Further Disclosure on Zerocoin vulnerability

By April 26, 2019 No Comments

Update 20 January 2020:

The window of conversion of Zerocoin mints to Sigma has ended and we are now able to calculate the total damage from this attack.

While a total of 66,996 XZC was forged through this vulnerability, some of these coins were immediately reminted into Zerocoin. As the attack had a specific signature, we were able to blacklist these mints and did not allow them to be converted into Sigma mints.

As such the total damage from this attack is 54,321 XZC.

Following our earlier announcement, we wish to disclose further details on the Zerocoin vulnerability that we discovered to provide additional information on the situation as details have begun to emerge online.

9th April: Our warning systems alerted us of irregularities in the mint and spend patterns of the 100 XZC denomination. We immediately contacted pools to disable Zerocoin spends while we investigated the issue and informed exchanges as well.

On the same date, we informed PIVX, Veil, and Gravity Coin (projects that utilize Zerocoin) of these irregularities and that we recommended disabling Zerocoin until the root cause was found.

16th April: We posted an announcement on our blog informing users that Zerocoin was disabled.

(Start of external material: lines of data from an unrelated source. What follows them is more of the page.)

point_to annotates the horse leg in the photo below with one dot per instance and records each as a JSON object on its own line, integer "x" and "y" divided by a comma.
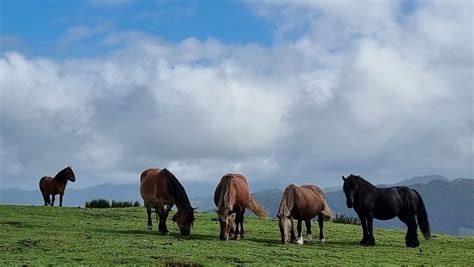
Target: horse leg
{"x": 160, "y": 212}
{"x": 61, "y": 200}
{"x": 411, "y": 237}
{"x": 148, "y": 212}
{"x": 309, "y": 238}
{"x": 237, "y": 224}
{"x": 299, "y": 228}
{"x": 365, "y": 236}
{"x": 292, "y": 232}
{"x": 370, "y": 228}
{"x": 321, "y": 224}
{"x": 242, "y": 231}
{"x": 46, "y": 199}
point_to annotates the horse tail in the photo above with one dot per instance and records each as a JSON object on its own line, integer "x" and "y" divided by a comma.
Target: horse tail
{"x": 326, "y": 212}
{"x": 257, "y": 209}
{"x": 422, "y": 217}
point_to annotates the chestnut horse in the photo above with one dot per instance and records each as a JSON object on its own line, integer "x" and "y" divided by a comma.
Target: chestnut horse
{"x": 57, "y": 185}
{"x": 232, "y": 195}
{"x": 160, "y": 188}
{"x": 302, "y": 203}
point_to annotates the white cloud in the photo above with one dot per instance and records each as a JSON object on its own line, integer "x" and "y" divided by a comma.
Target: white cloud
{"x": 344, "y": 89}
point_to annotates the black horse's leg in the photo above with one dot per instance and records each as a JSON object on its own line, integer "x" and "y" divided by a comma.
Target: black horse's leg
{"x": 299, "y": 228}
{"x": 321, "y": 225}
{"x": 365, "y": 236}
{"x": 307, "y": 223}
{"x": 148, "y": 212}
{"x": 411, "y": 237}
{"x": 292, "y": 232}
{"x": 370, "y": 229}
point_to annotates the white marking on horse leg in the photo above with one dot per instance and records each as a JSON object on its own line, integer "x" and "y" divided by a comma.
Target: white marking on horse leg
{"x": 300, "y": 241}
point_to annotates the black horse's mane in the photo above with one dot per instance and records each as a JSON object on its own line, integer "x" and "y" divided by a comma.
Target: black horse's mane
{"x": 177, "y": 189}
{"x": 62, "y": 175}
{"x": 362, "y": 184}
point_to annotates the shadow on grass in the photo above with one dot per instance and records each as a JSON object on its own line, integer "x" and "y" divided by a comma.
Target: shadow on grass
{"x": 177, "y": 235}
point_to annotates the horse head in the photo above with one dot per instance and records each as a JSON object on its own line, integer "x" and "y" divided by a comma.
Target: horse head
{"x": 70, "y": 174}
{"x": 225, "y": 222}
{"x": 284, "y": 222}
{"x": 184, "y": 218}
{"x": 349, "y": 187}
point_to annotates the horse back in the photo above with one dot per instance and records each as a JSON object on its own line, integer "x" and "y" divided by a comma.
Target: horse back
{"x": 309, "y": 201}
{"x": 236, "y": 187}
{"x": 46, "y": 183}
{"x": 154, "y": 188}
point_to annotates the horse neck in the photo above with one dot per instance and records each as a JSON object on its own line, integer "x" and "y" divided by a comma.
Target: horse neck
{"x": 284, "y": 209}
{"x": 365, "y": 186}
{"x": 225, "y": 196}
{"x": 60, "y": 179}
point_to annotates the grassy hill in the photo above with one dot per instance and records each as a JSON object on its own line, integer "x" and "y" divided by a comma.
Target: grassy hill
{"x": 39, "y": 235}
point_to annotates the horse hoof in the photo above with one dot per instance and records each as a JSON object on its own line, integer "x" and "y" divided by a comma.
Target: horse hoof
{"x": 300, "y": 241}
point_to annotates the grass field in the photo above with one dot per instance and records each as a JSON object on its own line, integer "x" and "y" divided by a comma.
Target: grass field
{"x": 52, "y": 235}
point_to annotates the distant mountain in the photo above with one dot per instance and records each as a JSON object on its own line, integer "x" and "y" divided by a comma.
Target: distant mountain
{"x": 449, "y": 203}
{"x": 421, "y": 180}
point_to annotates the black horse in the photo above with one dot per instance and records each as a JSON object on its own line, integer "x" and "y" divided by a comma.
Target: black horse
{"x": 384, "y": 204}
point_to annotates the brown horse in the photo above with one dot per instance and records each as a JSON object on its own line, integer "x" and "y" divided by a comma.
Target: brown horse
{"x": 160, "y": 188}
{"x": 232, "y": 195}
{"x": 302, "y": 203}
{"x": 57, "y": 185}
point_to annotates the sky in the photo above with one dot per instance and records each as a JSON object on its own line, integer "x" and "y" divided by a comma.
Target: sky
{"x": 280, "y": 91}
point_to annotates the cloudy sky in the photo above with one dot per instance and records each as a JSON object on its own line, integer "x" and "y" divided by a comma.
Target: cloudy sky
{"x": 281, "y": 91}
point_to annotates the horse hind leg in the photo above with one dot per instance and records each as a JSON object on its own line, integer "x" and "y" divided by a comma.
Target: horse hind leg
{"x": 148, "y": 212}
{"x": 411, "y": 237}
{"x": 299, "y": 227}
{"x": 308, "y": 238}
{"x": 46, "y": 199}
{"x": 321, "y": 226}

17th April: We made disclosures to Navcoin (who was developing a Zerocoin variant called ZeroCT on their testnet) and NIX. We created a private Slack working group with Veil, PIVX, Navcoin, and NIX to work on finding the flaw.

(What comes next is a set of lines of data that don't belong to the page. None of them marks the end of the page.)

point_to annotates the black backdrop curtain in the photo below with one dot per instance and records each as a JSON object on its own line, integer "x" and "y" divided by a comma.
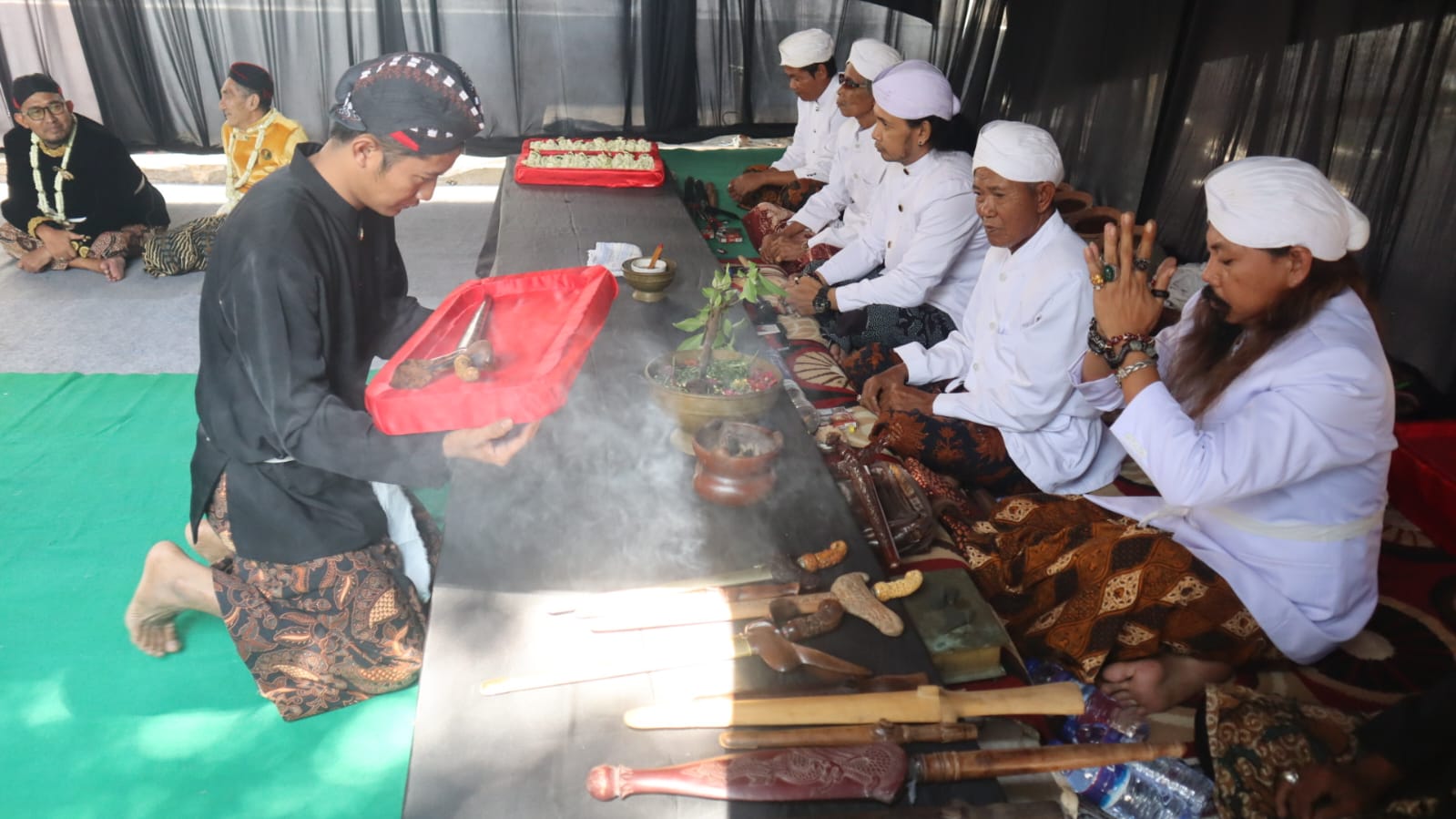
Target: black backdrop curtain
{"x": 1145, "y": 97}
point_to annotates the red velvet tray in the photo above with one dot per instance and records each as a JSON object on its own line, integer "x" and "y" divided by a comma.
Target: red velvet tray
{"x": 593, "y": 177}
{"x": 1423, "y": 478}
{"x": 541, "y": 327}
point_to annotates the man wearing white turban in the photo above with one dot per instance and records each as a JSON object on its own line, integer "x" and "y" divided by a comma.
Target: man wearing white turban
{"x": 1015, "y": 420}
{"x": 1263, "y": 418}
{"x": 921, "y": 236}
{"x": 833, "y": 218}
{"x": 809, "y": 63}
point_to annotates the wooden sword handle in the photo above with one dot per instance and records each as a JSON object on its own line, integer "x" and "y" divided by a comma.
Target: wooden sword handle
{"x": 955, "y": 765}
{"x": 792, "y": 774}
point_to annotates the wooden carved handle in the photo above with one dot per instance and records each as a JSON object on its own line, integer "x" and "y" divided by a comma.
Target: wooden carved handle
{"x": 955, "y": 765}
{"x": 795, "y": 774}
{"x": 826, "y": 619}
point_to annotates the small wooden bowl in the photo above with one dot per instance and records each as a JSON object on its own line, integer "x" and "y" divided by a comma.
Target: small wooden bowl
{"x": 648, "y": 284}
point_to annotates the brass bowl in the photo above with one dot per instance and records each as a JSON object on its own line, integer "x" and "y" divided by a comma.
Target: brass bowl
{"x": 693, "y": 411}
{"x": 648, "y": 286}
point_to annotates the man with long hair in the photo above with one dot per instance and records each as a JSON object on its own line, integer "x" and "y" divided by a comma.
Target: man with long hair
{"x": 1264, "y": 418}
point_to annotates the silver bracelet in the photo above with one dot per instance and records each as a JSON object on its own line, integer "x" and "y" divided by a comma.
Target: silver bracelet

19th April: Our core developer Peter Shugalev found the root cause of the issue and confirmed that it was a failure in the cryptography of the Zerocoin protocol and that it affected all Zerocoin implementations. We disclosed the part of the Zerocoin proof that was flawed to the above-mentioned  teams and how the forgery worked on a high level. We also informed Ian Miers, one of the authors of Zerocoin who also disclosed it to Matthew Green.

24th April: We released an emergency update to plug any remaining attack vectors, disclosed full details of how the attack was carried out to the other projects, and outlined a potential fix to the proof in the private Slack working group.

What we can tell you

  • Forged coins were created, but not exceeding 1% of the circulating supply. We will release further details on exact numbers when Sigma is released.
  • The issue was not from a coding error, but from a cryptographic flaw in one of the proofs in the Zerocoin protocol that has existed since its inception.
  • Although we believe that Zerocoin can be fixed given sufficient time, we have decided not to dedicate further resources to it. This is in line with our roadmap to transition away from Zerocoin to Sigma, which has no trusted setup, security proofs for all its proof systems, and it has a much simpler construction along with its performance benefits.

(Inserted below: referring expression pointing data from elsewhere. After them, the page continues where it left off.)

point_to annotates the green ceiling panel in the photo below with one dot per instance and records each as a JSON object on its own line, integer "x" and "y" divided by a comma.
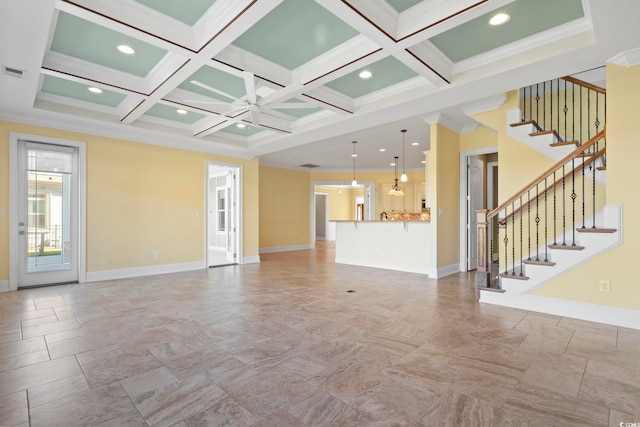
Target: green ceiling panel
{"x": 527, "y": 18}
{"x": 386, "y": 72}
{"x": 84, "y": 40}
{"x": 80, "y": 91}
{"x": 171, "y": 113}
{"x": 294, "y": 33}
{"x": 297, "y": 112}
{"x": 402, "y": 5}
{"x": 246, "y": 131}
{"x": 217, "y": 79}
{"x": 187, "y": 11}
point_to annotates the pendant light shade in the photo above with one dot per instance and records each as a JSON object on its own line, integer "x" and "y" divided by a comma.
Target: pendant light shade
{"x": 354, "y": 183}
{"x": 396, "y": 190}
{"x": 403, "y": 177}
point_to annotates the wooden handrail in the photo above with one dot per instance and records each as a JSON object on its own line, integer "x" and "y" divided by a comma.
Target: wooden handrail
{"x": 585, "y": 84}
{"x": 574, "y": 154}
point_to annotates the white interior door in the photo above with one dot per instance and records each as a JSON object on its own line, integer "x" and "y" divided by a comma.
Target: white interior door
{"x": 47, "y": 200}
{"x": 475, "y": 200}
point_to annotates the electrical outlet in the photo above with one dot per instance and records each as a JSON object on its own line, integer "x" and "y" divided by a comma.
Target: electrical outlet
{"x": 604, "y": 286}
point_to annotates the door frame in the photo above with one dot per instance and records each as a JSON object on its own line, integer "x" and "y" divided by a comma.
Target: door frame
{"x": 237, "y": 217}
{"x": 81, "y": 244}
{"x": 462, "y": 258}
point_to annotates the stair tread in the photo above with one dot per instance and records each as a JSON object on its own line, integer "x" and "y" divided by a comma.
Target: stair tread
{"x": 484, "y": 288}
{"x": 532, "y": 262}
{"x": 543, "y": 132}
{"x": 596, "y": 230}
{"x": 567, "y": 247}
{"x": 563, "y": 143}
{"x": 511, "y": 276}
{"x": 526, "y": 122}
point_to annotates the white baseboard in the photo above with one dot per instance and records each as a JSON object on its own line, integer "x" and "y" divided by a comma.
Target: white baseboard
{"x": 578, "y": 310}
{"x": 251, "y": 259}
{"x": 125, "y": 273}
{"x": 441, "y": 272}
{"x": 284, "y": 249}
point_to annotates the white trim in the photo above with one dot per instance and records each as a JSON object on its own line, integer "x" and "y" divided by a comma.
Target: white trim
{"x": 253, "y": 259}
{"x": 627, "y": 59}
{"x": 14, "y": 137}
{"x": 463, "y": 199}
{"x": 273, "y": 249}
{"x": 575, "y": 309}
{"x": 126, "y": 273}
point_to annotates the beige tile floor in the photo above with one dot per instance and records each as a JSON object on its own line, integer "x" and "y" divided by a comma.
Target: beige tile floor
{"x": 284, "y": 343}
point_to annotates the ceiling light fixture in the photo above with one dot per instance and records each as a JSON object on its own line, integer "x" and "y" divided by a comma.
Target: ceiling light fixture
{"x": 499, "y": 19}
{"x": 127, "y": 50}
{"x": 354, "y": 183}
{"x": 403, "y": 177}
{"x": 395, "y": 188}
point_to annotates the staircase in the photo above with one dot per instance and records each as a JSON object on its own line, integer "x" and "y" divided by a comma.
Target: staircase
{"x": 558, "y": 221}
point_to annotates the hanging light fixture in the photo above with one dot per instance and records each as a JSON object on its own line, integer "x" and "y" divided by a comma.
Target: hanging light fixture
{"x": 354, "y": 183}
{"x": 403, "y": 177}
{"x": 396, "y": 190}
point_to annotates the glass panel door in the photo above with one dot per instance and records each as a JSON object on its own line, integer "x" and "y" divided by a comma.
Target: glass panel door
{"x": 47, "y": 214}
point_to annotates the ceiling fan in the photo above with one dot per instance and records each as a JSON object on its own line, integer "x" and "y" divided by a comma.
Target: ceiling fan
{"x": 252, "y": 103}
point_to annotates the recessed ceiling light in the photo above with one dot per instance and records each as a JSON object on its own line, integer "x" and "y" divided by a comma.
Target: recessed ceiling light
{"x": 499, "y": 19}
{"x": 126, "y": 49}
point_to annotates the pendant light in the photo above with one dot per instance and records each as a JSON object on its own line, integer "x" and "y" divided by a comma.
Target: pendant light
{"x": 403, "y": 177}
{"x": 354, "y": 183}
{"x": 395, "y": 188}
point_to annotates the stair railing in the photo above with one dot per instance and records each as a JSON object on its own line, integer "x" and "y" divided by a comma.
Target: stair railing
{"x": 571, "y": 109}
{"x": 545, "y": 213}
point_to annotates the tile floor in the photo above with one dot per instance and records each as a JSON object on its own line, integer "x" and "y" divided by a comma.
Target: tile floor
{"x": 285, "y": 343}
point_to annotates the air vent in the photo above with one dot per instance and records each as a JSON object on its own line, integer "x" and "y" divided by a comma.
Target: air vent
{"x": 14, "y": 72}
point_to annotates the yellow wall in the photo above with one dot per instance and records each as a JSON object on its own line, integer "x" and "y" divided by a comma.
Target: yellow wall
{"x": 443, "y": 182}
{"x": 342, "y": 201}
{"x": 285, "y": 203}
{"x": 141, "y": 198}
{"x": 623, "y": 151}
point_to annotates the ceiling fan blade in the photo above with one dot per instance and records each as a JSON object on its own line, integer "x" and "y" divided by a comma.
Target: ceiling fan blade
{"x": 284, "y": 93}
{"x": 250, "y": 85}
{"x": 255, "y": 118}
{"x": 214, "y": 90}
{"x": 289, "y": 105}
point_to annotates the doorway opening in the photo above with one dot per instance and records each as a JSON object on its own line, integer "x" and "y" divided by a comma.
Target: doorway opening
{"x": 223, "y": 225}
{"x": 341, "y": 202}
{"x": 478, "y": 190}
{"x": 47, "y": 211}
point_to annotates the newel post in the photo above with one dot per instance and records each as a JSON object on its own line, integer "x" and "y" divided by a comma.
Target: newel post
{"x": 483, "y": 273}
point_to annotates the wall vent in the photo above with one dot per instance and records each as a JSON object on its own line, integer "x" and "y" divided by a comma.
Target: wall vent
{"x": 14, "y": 72}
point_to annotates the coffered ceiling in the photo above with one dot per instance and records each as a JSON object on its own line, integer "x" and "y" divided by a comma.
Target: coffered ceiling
{"x": 282, "y": 79}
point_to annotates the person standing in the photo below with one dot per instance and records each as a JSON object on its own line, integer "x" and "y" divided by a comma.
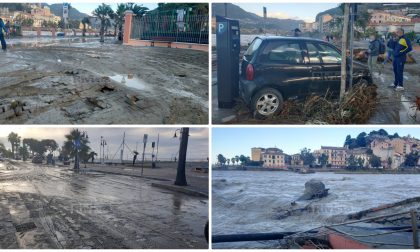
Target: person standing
{"x": 373, "y": 51}
{"x": 402, "y": 47}
{"x": 3, "y": 42}
{"x": 390, "y": 48}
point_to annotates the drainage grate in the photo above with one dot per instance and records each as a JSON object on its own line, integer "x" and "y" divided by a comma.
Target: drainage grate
{"x": 25, "y": 227}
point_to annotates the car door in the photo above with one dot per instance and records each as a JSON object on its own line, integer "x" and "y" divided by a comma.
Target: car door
{"x": 330, "y": 75}
{"x": 282, "y": 64}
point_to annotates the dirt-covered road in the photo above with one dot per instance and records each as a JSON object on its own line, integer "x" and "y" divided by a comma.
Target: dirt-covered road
{"x": 53, "y": 207}
{"x": 90, "y": 83}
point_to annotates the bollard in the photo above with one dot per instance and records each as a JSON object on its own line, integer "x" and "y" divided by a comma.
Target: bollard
{"x": 414, "y": 227}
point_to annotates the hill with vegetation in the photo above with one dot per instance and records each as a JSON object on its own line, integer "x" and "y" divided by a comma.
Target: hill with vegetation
{"x": 251, "y": 23}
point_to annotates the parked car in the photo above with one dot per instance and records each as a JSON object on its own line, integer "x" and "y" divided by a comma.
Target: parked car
{"x": 275, "y": 69}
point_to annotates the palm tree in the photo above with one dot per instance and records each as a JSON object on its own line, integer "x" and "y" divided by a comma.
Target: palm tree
{"x": 104, "y": 13}
{"x": 85, "y": 21}
{"x": 237, "y": 159}
{"x": 119, "y": 18}
{"x": 14, "y": 140}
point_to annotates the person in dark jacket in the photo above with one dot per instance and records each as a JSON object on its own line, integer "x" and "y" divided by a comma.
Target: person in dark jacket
{"x": 3, "y": 42}
{"x": 373, "y": 51}
{"x": 402, "y": 47}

What we will tell you later, once projects have had time to secure themselves

  • Full description of the cryptographic flaw
  • The exact amount of damage (as mentioned above)
  • How to recover existing Zerocoin mints that remain unspent

What’s Next?

  • The Zcoin team has been working on replacing Zerocoin since early 2018 with Sigma and we are now in the final stages of releasing it on testnet. We aim to launch Sigma on main net in around 6 weeks
  • Sigma security proofs are fully documented with a much simpler construction making it easier to audit
  • Sigma’s construction does not suffer from the same flaw as the Zerocoin protocol
  • Sigma removes the trusted setup and brings down proof sizes from 25 kB to 1.5 kB

We held back on making a wider announcement earlier because:

  • Some projects still remain vulnerable, and it is not easy  for them to disable Zerocoin if they don’t have sporks
  • Disclosing that it’s a Zerocoin cryptographic flaw can give a potential attacker clues to where to look for the flaw in order to exploit it
  • Some projects are still exploring to see if Zerocoin can be fixed. Some have spent significant time in improving and expanding the Zerocoin protocol, and we wanted to give them time to evaluate their next steps before declaring Zerocoin broken

Premature public disclosure has necessitated a statement from us.

We strongly recommend that the full details of the attack that Zcoin disclosed to trusted projects and individuals to be kept private until projects utilizing the Zerocoin protocol have been given sufficient time to secure themselves. We recommend any Zerocoin projects who need further details on the flaw to contact us using their official project e-mail to [email protected] If you wish to communicate via PGP, Reuben’s PGP fingerprint is FE90742A2CEB91F1.

Special thanks to Peter Shugalev and the rest of the Zcoin team who worked tirelessly for more than week, sacrificing much sleep and rest to identify and mitigate the issue.